Sono proprio queste sovrapposizioni a rendere i tumori della testa e del collo particolarmente interessanti per la terapia frequenziale, perché possono indicare aree di risonanza comuni o interconnesse.


Importanza della terapia della frequenza in un contesto complementare

Nell'ambito della terapia frequenziale, i tumori della testa e del collo non sono visti solo come richieste spaziali locali, ma anche come espressione di modelli di regolazione e informazione alterati nel tessuto. Le informazioni complementari sulla frequenza ampliano la visione medica convenzionale considerando campi di risonanza caratteristici, che vengono assegnati alle singole forme tumorali e alle sollecitazioni che le accompagnano.
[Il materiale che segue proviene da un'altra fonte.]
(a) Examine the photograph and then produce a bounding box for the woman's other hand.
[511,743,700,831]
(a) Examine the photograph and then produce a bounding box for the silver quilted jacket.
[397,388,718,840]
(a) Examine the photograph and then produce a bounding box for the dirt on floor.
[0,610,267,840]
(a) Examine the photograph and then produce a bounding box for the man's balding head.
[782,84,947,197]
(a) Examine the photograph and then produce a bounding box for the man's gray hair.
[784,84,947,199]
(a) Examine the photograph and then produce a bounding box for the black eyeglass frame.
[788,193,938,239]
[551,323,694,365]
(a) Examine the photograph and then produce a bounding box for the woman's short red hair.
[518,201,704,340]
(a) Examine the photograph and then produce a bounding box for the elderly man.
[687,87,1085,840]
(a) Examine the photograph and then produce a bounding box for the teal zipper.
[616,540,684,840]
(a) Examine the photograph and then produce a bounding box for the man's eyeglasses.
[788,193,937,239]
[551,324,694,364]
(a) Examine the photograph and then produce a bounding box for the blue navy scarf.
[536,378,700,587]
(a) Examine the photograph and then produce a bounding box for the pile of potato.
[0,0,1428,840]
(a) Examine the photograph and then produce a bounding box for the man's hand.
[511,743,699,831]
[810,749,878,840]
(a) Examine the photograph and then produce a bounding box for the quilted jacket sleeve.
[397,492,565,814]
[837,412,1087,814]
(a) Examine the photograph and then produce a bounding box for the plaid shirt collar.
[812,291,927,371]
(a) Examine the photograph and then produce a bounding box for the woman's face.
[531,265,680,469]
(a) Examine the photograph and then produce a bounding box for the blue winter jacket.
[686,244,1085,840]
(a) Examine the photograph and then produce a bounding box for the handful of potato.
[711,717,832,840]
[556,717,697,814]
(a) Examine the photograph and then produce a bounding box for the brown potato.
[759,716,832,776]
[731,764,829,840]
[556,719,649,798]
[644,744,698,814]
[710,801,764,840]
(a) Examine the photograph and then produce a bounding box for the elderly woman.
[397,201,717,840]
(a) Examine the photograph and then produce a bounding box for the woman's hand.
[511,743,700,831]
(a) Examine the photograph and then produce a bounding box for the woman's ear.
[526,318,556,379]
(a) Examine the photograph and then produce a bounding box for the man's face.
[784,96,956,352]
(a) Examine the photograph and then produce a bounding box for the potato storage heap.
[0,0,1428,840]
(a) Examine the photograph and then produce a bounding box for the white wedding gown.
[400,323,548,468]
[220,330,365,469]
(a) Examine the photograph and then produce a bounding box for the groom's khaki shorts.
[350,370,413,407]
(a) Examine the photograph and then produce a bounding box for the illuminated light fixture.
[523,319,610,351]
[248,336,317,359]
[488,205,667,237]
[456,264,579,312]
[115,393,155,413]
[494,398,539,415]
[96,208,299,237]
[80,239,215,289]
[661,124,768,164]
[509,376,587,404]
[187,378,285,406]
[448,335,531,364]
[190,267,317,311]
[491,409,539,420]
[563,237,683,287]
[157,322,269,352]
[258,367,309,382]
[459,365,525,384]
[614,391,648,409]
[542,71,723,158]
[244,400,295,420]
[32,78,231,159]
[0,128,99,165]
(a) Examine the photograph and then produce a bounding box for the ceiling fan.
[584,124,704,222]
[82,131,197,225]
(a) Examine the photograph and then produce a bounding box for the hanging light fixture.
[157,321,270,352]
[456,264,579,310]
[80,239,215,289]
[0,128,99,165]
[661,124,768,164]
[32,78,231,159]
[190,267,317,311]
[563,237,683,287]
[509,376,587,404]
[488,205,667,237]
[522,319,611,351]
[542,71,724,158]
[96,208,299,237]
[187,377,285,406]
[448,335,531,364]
Dato che nell'area della testa e del collo si incontrano diversi tipi di tumori e sollecitazioni aggiuntive, la terapia frequenziale è particolarmente complessa. Non considera solo la singola lesione, ma anche il modello di risonanza complessivo della mucosa, dell'epitelio, del drenaggio linfatico, dello stress biologico e del disturbo funzionale.


Conclusione

I tumori della testa e del collo comprendono un ampio gruppo di malattie maligne che insorgono nelle vie respiratorie e digestive superiori. L'approccio medico convenzionale si concentra sulla localizzazione, l'istologia, i fattori di rischio, lo stato dei linfonodi e una combinazione personalizzata di chirurgia, radioterapia e chemioterapia.

Questo argomento apre anche una prospettiva complementare per la terapia con le frequenze. Le frequenze di risonanza descritte in letteratura per i carcinomi a cellule squamose, gli adenocarcinomi, i carcinomi adenoidi cistici, i carcinomi mucoepidermoidi, i melanomi e i teratomi, nonché le sollecitazioni biologiche che li accompagnano, formano un'informazione frequenziale strutturata che può essere considerata un supplemento nell'ambito della medicina informativa.

Particolarmente evidenti sono i cluster di risonanza tra 400 e 451 kHz e nelle aree superiori 518 kHz. Il risultato è un post WordPress completo che riunisce i principi della medicina convenzionale e le informazioni sulle frequenze complementari sui tumori della testa e del collo in un modo chiaramente strutturato, compatibile con la SEO e direttamente utilizzabile.

I commenti sono chiusi, ma trackbacks e pingbacks sono aperti.